Dia Internacional da Criança? Pois seja...
Quando eu era infante, aqui há muitos e muitos anos atrás, uma das coisas que eu mais gostava era de ir, com a Maria, à Praça, logo pela manhã. E, no Mercado, onde eu mais gostava de entrar era no talho do Zé Bento, marchante corpulento, de bigode saraivado, mas que tinha, além dum vozeirão, um sorriso menino acolhedor. Parecia-me entrar numa segunda casa... E talvez seja por isso que eu gosto, ainda hoje, das pinturas de Soutine. Além disso, era rara a vez em que eu não encontrava, lá dentro, alguma coisa preciosa, no chão. De uma vez, foi uma moeda de 2$50, uma fortuna para a época e para a minha altura, que tinha 1$00 de semanada; noutra ocasião, foi uma medalhinha de S. António, em ouro, que ainda conservo.

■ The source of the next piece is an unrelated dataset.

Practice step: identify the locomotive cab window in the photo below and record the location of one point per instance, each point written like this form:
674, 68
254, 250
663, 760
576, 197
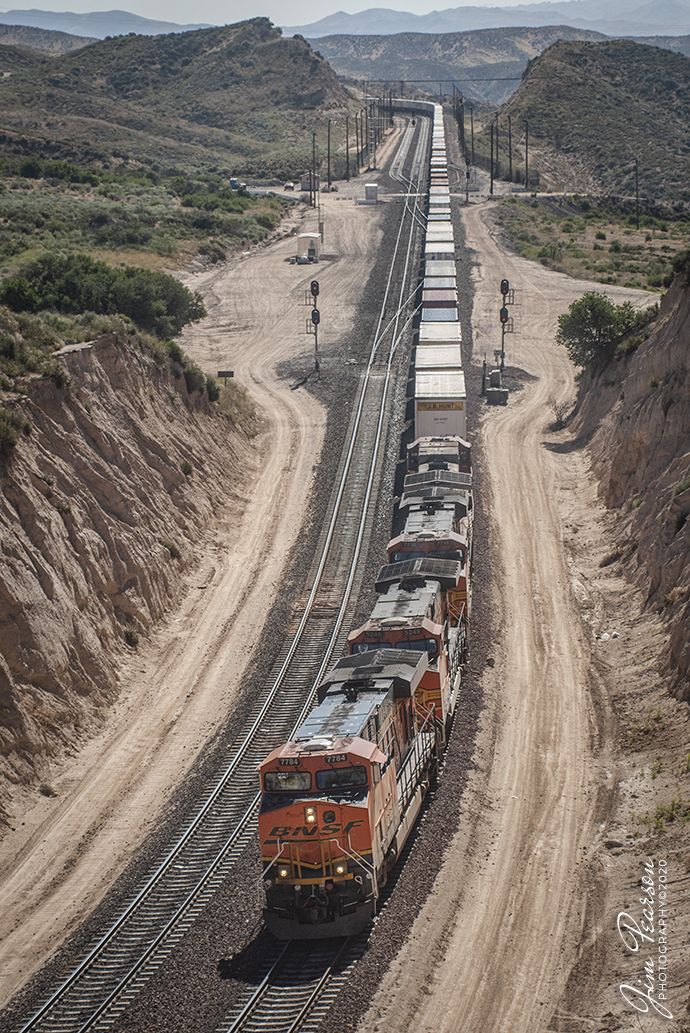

Ora hoje, Dia Internacional da Criança, ao folhear a revista da minha Freguesia, nas páginas dedicadas às Marchas Populares de Lisboa, dou de caras com o senhor "Vítor Silva (, que) foi marchante durante 20" (anos). Claro que me lembrei logo do Zé Bento, marchante vimaranense. De boa memória, na minha infância. Mas depressa se desfez o encanto e houve um curto-circuito de memória. Porque este Vítor Silva nunca foi cortador, como se chama em Lisboa aos marchantes. Usa, impropriamente, um atributo nobre minhoto. Este alfacinha é apenas um vulgar acompanhante das Marchas Populares lisboetas... Não é um Zé Bento, notável artífice na arte da desmancha ou desossa de carnes.
E assim se desfez mais um sonho vocabular de infância, na criança que eu, outrora, fui.